El caudillo de Junts exige el retrato y a Sánchez le conviene porque su estrategia es que la amnistía y su programa de hostilidad hacia los jueces –inaudito en la historia de la democracia española– queden superados por una sucesión constante de fuegos de artificio, cuyas explosiones y generoso estruendo hagan olvidar la oscuridad de la que ha surgido el nuevo universo desconstituyente. 

Desde finales de noviembre, la Moncloa ha tratado de ascender a su fiscal favorita –Dolores Delgado, cuyo nombramiento anuló el Supremo–, abrió una crisis diplomática con Israel, impulsa comisiones políticas para revisar decisiones judiciales, exporta a las instituciones europeas el sectarismo o se somete con mansedumbre al quiz de los independentistas fugados.

También bromea con el mediador impuesto por Junts, confirma a Tezanos, el estadístico a la carta del PSOE, al frente del CIS; nombra presidente de la agencia Efe a su antiguo secretario de Estado de Comunicación, no abre la boca cuando Junts defiende el revanchismo contra los magistrados que juzgaron el procés, pacta –sacando pecho– un cambio en la alcaldía de Pamplona en favor de Bildu, toma un 10% de Telefónica (en vísperas de un ERE masivo) ante la entrada de capital saudí o abre la mano a despenalizar las injurias contra la Corona y los actos de enaltecimiento del terrorismo. 

No se puede agitar más el avispero político en menos tiempo. Salta a la vista que la intención del presidente es concentrar la atención sobre todos estos señuelos para que se diluya el impacto social de la amnistía que, después del procés, es la agresión más salvaje contra la Carta Magna en la historia.

Sánchez piensa que desestabilizando todo podrá ganar tiempo para cumplir –bajo cuerda– sus compromisos con los independentistas vascos y catalanes, ya sea la liberación de los presos de ETA o la cesión a la carta de los rendimientos tributarios de Cataluña.

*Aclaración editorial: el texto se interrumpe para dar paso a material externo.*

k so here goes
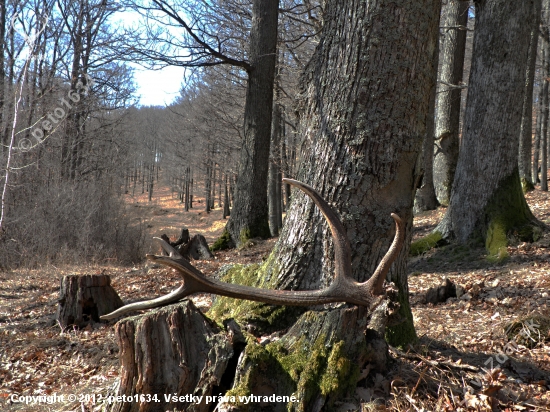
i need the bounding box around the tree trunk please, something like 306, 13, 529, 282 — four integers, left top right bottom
224, 0, 279, 247
533, 74, 544, 184
106, 301, 232, 412
211, 0, 440, 408
268, 103, 282, 236
519, 0, 542, 191
436, 0, 539, 256
0, 0, 5, 154
205, 156, 212, 213
542, 30, 550, 192
542, 3, 550, 191
414, 9, 441, 213
223, 174, 230, 219
56, 275, 123, 329
433, 0, 469, 206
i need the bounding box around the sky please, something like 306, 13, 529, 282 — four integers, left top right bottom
111, 8, 188, 107
132, 65, 187, 107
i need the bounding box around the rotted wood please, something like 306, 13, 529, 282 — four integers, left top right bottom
56, 275, 123, 328
105, 301, 232, 412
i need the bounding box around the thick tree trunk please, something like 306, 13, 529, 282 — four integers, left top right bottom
218, 304, 395, 412
106, 301, 232, 412
225, 0, 278, 247
211, 0, 440, 408
437, 0, 539, 256
56, 275, 123, 329
433, 0, 469, 206
519, 0, 542, 191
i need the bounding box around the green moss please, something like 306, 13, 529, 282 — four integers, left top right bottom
211, 229, 232, 251
208, 251, 304, 334
484, 170, 535, 260
385, 288, 417, 348
409, 231, 443, 256
520, 177, 535, 193
239, 228, 252, 245
485, 218, 509, 262
238, 216, 272, 246
227, 331, 359, 411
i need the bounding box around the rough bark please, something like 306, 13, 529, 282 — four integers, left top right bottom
542, 3, 550, 191
211, 0, 440, 408
268, 103, 282, 236
179, 234, 215, 260
519, 0, 542, 191
218, 304, 397, 412
436, 0, 539, 255
533, 73, 544, 184
56, 275, 123, 329
433, 0, 469, 206
106, 301, 232, 412
225, 0, 279, 247
414, 10, 441, 213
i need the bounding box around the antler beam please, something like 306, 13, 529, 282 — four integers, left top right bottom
100, 179, 404, 320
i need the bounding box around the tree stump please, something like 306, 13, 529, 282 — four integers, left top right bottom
106, 301, 232, 412
161, 229, 214, 261
217, 305, 391, 412
56, 274, 123, 329
179, 234, 214, 260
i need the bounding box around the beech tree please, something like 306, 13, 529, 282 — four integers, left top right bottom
436, 0, 541, 257
433, 0, 469, 206
208, 0, 440, 407
518, 0, 542, 191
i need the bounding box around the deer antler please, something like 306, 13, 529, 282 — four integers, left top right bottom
100, 179, 405, 320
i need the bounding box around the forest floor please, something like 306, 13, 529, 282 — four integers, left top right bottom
1, 183, 549, 411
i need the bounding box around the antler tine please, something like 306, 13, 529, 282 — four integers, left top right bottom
155, 237, 183, 259
282, 178, 351, 284
365, 213, 404, 295
100, 284, 192, 320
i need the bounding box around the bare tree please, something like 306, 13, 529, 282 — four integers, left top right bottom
436, 0, 541, 257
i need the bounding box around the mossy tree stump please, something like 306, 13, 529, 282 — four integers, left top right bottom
56, 274, 123, 329
216, 304, 393, 412
106, 301, 232, 412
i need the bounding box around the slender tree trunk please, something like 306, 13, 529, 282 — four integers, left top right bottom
414, 8, 441, 213
223, 174, 230, 219
224, 0, 279, 246
433, 0, 469, 206
519, 0, 542, 191
148, 164, 154, 202
190, 172, 193, 208
268, 103, 282, 236
0, 0, 5, 154
436, 0, 539, 256
205, 159, 211, 213
542, 56, 549, 192
533, 76, 543, 184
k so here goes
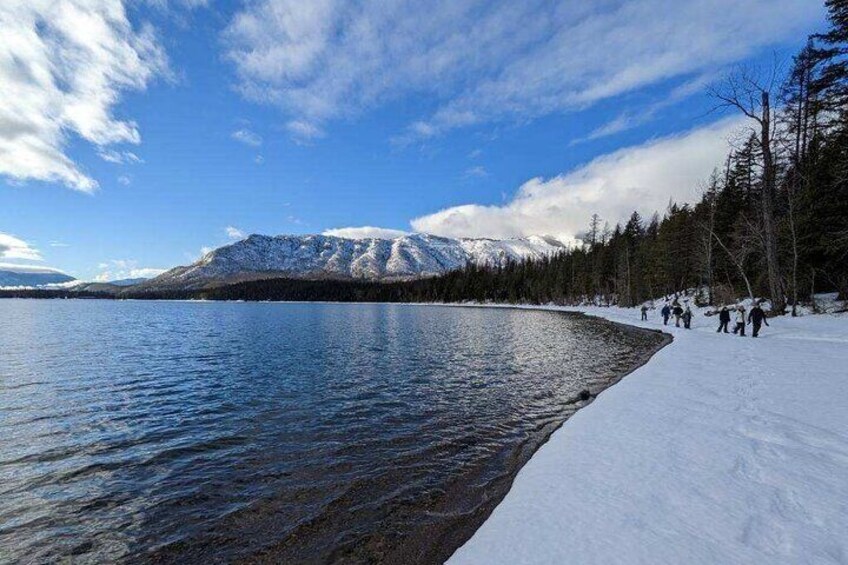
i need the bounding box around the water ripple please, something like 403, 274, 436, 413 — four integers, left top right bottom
0, 300, 663, 564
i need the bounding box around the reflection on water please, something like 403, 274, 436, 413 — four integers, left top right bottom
0, 300, 664, 563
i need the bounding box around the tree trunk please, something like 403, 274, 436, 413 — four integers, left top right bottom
760, 92, 786, 313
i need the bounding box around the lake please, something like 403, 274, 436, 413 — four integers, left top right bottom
0, 300, 665, 563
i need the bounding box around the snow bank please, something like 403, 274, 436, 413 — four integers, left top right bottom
449, 304, 848, 564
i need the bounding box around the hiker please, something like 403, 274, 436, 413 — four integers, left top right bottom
682, 305, 693, 329
717, 306, 730, 333
748, 302, 770, 338
732, 306, 746, 336
640, 304, 648, 321
661, 303, 671, 325
672, 303, 684, 327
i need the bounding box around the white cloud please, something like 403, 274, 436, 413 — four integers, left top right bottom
94, 259, 165, 281
0, 232, 42, 261
0, 262, 66, 274
571, 74, 718, 145
464, 165, 488, 179
411, 117, 743, 241
98, 148, 143, 164
322, 226, 407, 240
224, 0, 821, 140
286, 120, 324, 143
143, 0, 209, 9
117, 174, 131, 186
0, 1, 168, 191
254, 154, 265, 164
225, 225, 246, 239
231, 128, 263, 146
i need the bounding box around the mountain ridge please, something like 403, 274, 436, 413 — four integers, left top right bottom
141, 233, 567, 291
0, 265, 75, 288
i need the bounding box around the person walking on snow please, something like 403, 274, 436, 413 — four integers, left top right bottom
640, 304, 648, 321
717, 306, 730, 333
672, 303, 684, 327
661, 303, 671, 325
682, 305, 693, 329
748, 302, 770, 338
732, 306, 746, 336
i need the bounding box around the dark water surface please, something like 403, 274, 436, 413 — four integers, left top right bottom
0, 300, 664, 564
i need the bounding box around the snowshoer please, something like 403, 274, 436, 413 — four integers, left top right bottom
732, 306, 746, 336
673, 304, 684, 327
682, 306, 693, 329
748, 303, 770, 338
641, 305, 648, 321
717, 307, 730, 333
661, 304, 671, 325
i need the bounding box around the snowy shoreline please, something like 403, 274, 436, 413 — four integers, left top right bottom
448, 303, 848, 564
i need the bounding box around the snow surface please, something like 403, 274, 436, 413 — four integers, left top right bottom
449, 303, 848, 564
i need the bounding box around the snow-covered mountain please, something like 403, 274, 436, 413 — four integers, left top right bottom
0, 264, 75, 288
143, 233, 567, 290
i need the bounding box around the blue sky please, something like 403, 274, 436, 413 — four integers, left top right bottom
0, 0, 825, 281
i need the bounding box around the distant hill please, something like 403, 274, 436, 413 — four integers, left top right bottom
139, 233, 567, 291
0, 265, 75, 288
108, 277, 149, 287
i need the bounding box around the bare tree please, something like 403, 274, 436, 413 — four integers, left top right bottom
711, 229, 755, 302
711, 67, 786, 313
696, 171, 720, 305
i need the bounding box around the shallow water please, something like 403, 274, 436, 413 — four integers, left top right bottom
0, 300, 664, 564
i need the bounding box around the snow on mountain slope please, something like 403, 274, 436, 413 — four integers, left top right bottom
144, 233, 566, 289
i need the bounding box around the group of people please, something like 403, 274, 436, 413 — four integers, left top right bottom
641, 300, 770, 337
651, 301, 694, 329
715, 303, 770, 337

El PSOE trata de desviar el foco de atención dirigiendo el debate público hacia las trincheras de una polarización extrema, donde los socialistas, con el correr del tiempo, creen que irán siendo absueltos del inmenso desgaste provocado por la investidura. 

En paralelo, el Gobierno ha abierto otra vía para expulsar tinta de calamar: una batería de medidas presuntamente sociales, de corte asistencial; una colección de gracias, amplificadas mediáticamente, aunque con la diabólica letra pequeña de siempre, para hacer creer a la sociedad que es más rentable aceptar la inmoralidad política del pacto con ERC y Junts que renunciar a los beneficios (ridículos) de medidas como el incremento en 90 euros al mes del subsidio de desempleo. Esta vía interesa especialmente a Sor Yolanda del Ferrol, tocada desde la salida (tormentosa) de Lo que Queda de Podemos de Sumar. 

“Desde hace tiempo –exactamente desde que no tenemos a quien vender el voto–, este pueblo ha perdido su interés por la política, y si antes concedía mandos, haces, legiones, en fin todo, ahora deja hacer y sólo desea con avidez dos cosas: pan y juegos de circo”, escribió el poeta latino Juvenal en su décima sátira, donde acuñó la expresión panem et circenses para describir cómo los césares distraían a los ciudadanos romanos para que olvidasen su derecho –de nacimiento– a involucrarse en política, anulasen voluntariamente su sentido crítico y se convirtieran en una plebe dispuesta a tragar con todo con tal de recibir desde la colina del Palatino viandas baratas y ver a las fieras devorar a los cristianos en el Coliseo.